In 2022, the foundation announced plans to open a museum in Paris in 2026. The museum, which is to include a school and provide a permanent home for several hundred works by Giacometti, will occupy 64600 sqft of space in the former Invalides train station and the basement of the esplanade.

== Administration and implementation ==
The Foundation is administered by a nine-member board, including two French Government representatives (statutory members: the Minister of the Interior and the Minister of Culture and Communication and a member of the Fondation Alberto Giacometti at Zürich (Alberto Giacometti-Stiftung).
== Mission ==
The Foundation has a mission to protect, disseminate and promote Giacometti's works. Its activities include:
- Public display of works:
Holding a collection of over 5,000 works, the Foundation participates in many cultural activities, lectures, themed exhibitions, and conferences in cultural institutions around the world. It is involved in the publication, reproduction and editing of Alberto Giacometti's work.

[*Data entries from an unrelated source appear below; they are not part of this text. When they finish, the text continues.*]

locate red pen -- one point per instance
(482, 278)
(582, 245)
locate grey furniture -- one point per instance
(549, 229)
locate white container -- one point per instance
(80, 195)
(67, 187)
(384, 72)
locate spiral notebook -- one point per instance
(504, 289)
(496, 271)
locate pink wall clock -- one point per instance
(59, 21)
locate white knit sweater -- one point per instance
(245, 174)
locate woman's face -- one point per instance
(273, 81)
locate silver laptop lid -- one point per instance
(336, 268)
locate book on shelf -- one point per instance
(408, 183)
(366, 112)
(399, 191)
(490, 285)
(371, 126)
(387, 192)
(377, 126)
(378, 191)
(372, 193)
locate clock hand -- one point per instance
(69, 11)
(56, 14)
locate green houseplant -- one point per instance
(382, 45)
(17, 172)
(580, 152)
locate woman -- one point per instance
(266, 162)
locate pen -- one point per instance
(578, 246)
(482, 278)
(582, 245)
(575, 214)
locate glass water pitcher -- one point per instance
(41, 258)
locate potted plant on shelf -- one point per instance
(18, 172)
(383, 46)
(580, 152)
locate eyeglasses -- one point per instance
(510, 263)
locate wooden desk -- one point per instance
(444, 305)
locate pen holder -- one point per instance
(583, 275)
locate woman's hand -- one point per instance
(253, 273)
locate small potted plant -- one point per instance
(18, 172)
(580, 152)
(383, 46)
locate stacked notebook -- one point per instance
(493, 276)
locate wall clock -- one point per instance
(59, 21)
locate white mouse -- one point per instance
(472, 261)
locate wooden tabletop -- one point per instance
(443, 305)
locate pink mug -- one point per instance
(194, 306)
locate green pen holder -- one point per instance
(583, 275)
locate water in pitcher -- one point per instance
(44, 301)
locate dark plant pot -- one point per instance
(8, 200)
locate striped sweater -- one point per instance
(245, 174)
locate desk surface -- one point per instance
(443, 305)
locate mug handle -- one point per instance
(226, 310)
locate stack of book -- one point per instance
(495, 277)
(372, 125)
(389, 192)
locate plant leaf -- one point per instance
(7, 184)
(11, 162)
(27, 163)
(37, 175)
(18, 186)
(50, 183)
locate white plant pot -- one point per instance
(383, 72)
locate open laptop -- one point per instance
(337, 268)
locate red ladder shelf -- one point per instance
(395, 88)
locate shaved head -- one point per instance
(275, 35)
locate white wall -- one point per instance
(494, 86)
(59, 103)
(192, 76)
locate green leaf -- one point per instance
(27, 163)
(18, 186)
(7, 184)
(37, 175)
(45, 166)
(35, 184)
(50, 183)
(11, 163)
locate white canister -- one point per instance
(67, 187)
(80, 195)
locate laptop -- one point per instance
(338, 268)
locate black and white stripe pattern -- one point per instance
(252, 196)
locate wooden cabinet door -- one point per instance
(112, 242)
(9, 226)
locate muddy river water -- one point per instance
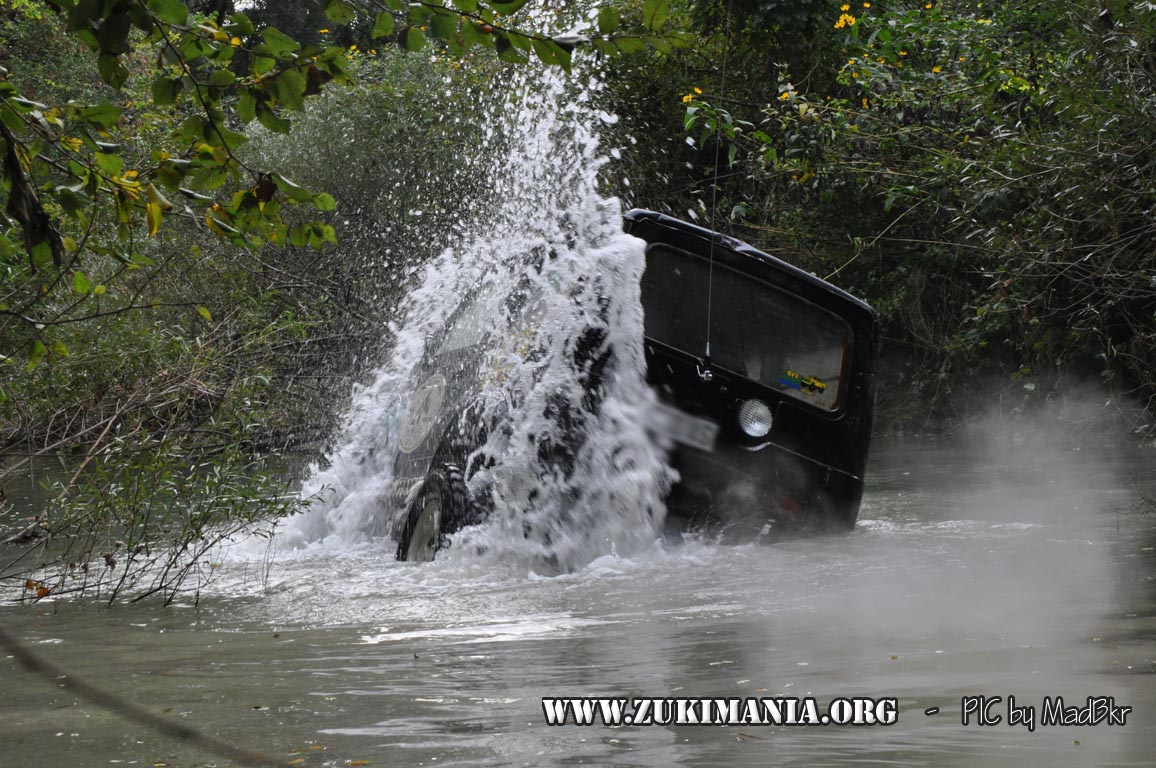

- Conservation of the Alberto et Annette Giacometti archives
- Cataloguing the works
- Awards and scholarships
- Protection of the works both in France and abroad:
For this purpose, it monitors related publications, exhibitions and sales, and the sale of counterfeit works, attempting to remove them from the market and pursue the counterfeiters. It grants permission to display, edit and publish Giacometti's works. The foundation, in conjunction with members of Giacometti's family, has the right to produce new sculptures from the original plaster casts, completing the editions he began. Under French law, an artist or his heirs have the right to cast no more than 12 sculptures that are to be considered authentic. Giacometti cast most of his sculptures in editions of 6 and occasionally 8.

==Publications==
- Wiesinger, Véronique (2010). "Alberto Giacometti. Die Frau auf dem Wagen, Triumph und Tod"
- Wiesinger, Véronique (2010). "Oeuvres contemporaines 1964-1966" Official catalogue of the same-named exhibition.
- Wiesinger, Véronique (2008). "Alberto Giacometti / Rotterdam Kunsthal 2008-2009" Official catalogue of the Kunsthal exhibition.
- Castellani, Valentina (2008). "Isabel and Other Intimate Strangers" Official catalogue.
- Giacometti, Alberto (2007). "Écrits"
- Wiesinger, Véronique (2006). "Alberto Giacometti" Official catalogue of the Japanese touring expedition.